Jogos De Soma Zero

Uma área particularmente interessante da Teoria dos Jogos é a que dá conta dos “jogos de soma zero”. É quando a vitória de um jogador implica, necessariamente, na derrota de outro – como no xadrez ou no jogo-da-velha. Em “jogos de soma zero”, não há possibilidade de colaboração entre os participantes. Essa área foi a mais explorada por Von Neumann. John Nash, por sua vez, tratou de situações em que o mais racional é colaborar.

Von Neumann se inspirou muito no pôquer para desenvolver seus estudos. Ele estava particularmente interessado no blefe, nas pequenas táticas de trapaça, na desconfiança e na traição entre os jogadores. Sua genialidade foi perceber que a dissimulação é um recurso racional em “jogos de soma zero”. E que ela é tratável matematicamente. Os jogadores são tomados como seres racionais e desconfiados querendo se dar bem a todo custo – em detrimento do outro.

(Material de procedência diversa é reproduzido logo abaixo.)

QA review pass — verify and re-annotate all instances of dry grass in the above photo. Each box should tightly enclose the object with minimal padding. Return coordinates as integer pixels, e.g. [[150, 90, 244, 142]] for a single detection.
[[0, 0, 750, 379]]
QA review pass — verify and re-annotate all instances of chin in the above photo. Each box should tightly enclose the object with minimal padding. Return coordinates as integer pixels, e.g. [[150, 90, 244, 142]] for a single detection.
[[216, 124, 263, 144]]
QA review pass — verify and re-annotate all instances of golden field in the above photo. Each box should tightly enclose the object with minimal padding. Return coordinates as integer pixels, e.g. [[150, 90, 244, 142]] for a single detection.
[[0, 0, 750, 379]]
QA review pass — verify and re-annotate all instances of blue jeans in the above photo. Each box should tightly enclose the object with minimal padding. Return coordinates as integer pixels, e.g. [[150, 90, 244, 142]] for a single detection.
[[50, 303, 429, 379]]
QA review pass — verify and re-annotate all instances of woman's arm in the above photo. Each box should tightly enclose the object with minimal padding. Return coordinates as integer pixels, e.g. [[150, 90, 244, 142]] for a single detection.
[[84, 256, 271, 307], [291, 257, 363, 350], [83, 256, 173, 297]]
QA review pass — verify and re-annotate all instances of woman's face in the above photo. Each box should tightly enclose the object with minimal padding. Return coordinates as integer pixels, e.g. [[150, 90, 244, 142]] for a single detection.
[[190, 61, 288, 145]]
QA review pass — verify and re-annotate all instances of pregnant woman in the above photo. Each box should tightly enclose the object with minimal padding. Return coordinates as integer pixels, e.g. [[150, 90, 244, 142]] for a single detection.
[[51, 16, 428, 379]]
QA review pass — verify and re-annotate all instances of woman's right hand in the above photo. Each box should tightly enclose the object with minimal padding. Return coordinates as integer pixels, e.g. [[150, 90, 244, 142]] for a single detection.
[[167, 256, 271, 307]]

Pense no jogo particular que é travado entre o goleiro e o batedor por ocasião de um pênalti. O batedor tem todo o interesse em que o goleiro pense que ele vai chutar num canto. Então, chuta no outro. Dissimular é uma estratégia racional para ele. O mesmo vale para o goleiro, que tentará fazer com que o batedor acredite que ele se atirará para um lado – enquanto pula para o outro. O blefe faz parte do talento que eles têm que ter.

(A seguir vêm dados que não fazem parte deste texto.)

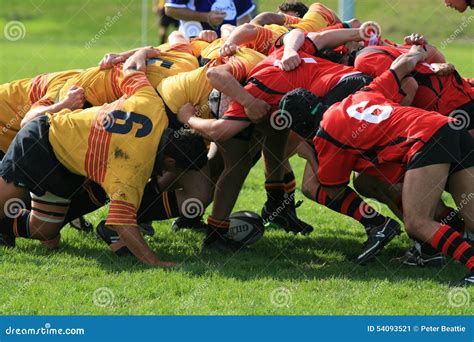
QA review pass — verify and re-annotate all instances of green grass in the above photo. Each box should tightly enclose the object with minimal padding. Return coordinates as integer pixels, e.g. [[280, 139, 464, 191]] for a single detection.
[[0, 0, 474, 315]]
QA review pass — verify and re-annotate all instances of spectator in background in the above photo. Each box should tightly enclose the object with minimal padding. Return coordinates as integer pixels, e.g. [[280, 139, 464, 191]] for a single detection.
[[153, 0, 179, 44], [444, 0, 474, 13], [278, 2, 309, 18], [165, 0, 255, 37]]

A Teoria dos Jogos é, sobretudo, como você já percebeu, um estudo de estratégias: o que cada jogador tem de fazer para obter o resultado que lhe convém. Imagine uma viúva que vivia com suas duas filhas. Todo dia, ao voltar para casa, trazia um pedaço de bolo. E se esforçava para dividi-lo em duas fatias exatamente iguais. Cada filha, porém, sempre achava que a mãe dera o maior pedaço à outra. A mãe sofria. As duas – com aquele maquiavelismo típico das crianças ao perceberem que os pais são manipuláveis – atormentavam em conjunto a pobre mulher. Era um jogo. Um jogo fácil de resolver por meio da lógica: bastaria pedir a uma das filhas que dividisse o bolo e à outra que fizesse a escolha primeiro. Pronto. Ninguém poderia reclamar de ninguém.

A matemática da Teoria dos Jogos trata rigorosamente de conflitos reais, mas não dá garantia de sucesso, só dá a garantia da lógica. Infelizmente, sucesso e lógica não andam necessariamente juntos. Levar em conta o ser humano como ele realmente é, implica levar em conta sua emoção. Ela tem que ser parte do jogo. A coisa então fica muito mais interessante.

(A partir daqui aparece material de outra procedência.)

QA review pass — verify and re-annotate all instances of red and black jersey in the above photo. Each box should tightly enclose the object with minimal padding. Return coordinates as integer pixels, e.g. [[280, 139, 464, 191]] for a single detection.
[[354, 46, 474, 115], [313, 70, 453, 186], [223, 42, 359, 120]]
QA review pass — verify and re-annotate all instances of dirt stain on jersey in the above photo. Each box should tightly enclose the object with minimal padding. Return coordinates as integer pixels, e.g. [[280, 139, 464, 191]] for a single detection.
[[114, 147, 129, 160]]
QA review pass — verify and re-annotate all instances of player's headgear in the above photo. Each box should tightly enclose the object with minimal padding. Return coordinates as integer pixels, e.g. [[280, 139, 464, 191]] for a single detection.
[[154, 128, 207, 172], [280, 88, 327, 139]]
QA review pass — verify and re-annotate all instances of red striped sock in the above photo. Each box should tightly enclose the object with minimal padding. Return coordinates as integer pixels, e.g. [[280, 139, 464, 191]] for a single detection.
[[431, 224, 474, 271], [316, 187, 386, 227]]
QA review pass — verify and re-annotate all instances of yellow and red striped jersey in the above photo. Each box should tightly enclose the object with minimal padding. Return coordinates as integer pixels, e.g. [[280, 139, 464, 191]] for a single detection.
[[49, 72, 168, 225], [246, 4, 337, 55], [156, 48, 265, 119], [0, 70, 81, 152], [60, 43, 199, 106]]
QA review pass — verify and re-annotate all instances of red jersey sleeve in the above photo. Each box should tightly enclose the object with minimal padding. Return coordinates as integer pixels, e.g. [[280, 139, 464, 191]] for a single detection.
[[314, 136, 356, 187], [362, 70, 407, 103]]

Lembra o filme Indiana Jones e a Última Cruzada? Nosso herói chega com seu pai ferido e mais um bando de nazistas – o que seria do cinema sem vilões nazistas? –, ao local onde está escondido o Santo Graal. Só o poder de cura do Cálice Sagrado poderia salvar o pai de Indiana da morte. Há vários cálices. Escolher o cálice errado conduz à morte. Indiana pega um cálice e hesita. “Só há um jeito de saber”, diz. Mergulha-o na fonte, bebe… e acerta. Dá de beber a seu pai e salva-lhe a vida. É chato dizer, mas, do ponto de vista da Teoria dos Jogos, Indiana usou a estratégia errada. Ele deveria ter levado primeiro o cálice ao pai. Se tivesse escolhido o cálice certo, seu pai estaria salvo de qualquer forma. Se tivesse escolhido errado, bem… o velho morreria mas ele se salvaria. Do jeito que agiu, se tivesse escolhido o cálice errado, Indiana morreria e, com isso, decretaria também a morte do pai. Prejuízo total.

Agora, imagine que Indiana faz a opção racional. Escolhe o cálice, dá de beber ao pai ferido e… o velho morre. “Bem”, pensaria, “eu tentei. De nada adiantaria ter bebido primeiro porque agora eu e meu pai estaríamos mortos. Tenho certeza de que o velho aprovaria a escolha lógica que fiz.” Ou não. Indiana tenta racionalizar a situação, mas tudo o que encontra à sua frente é um tremendo sentimento de culpa. Cai em depressão. Fica impotente (sem um certo exagero dramático essas histórias não têm graça), começa a beber. A mulher o abandona (ninguém agüenta heróis deprimidos). Procura terapias alternativas. Lê livros de auto-ajuda. Até perceber que a escolha lógica nem sempre leva ao sucesso.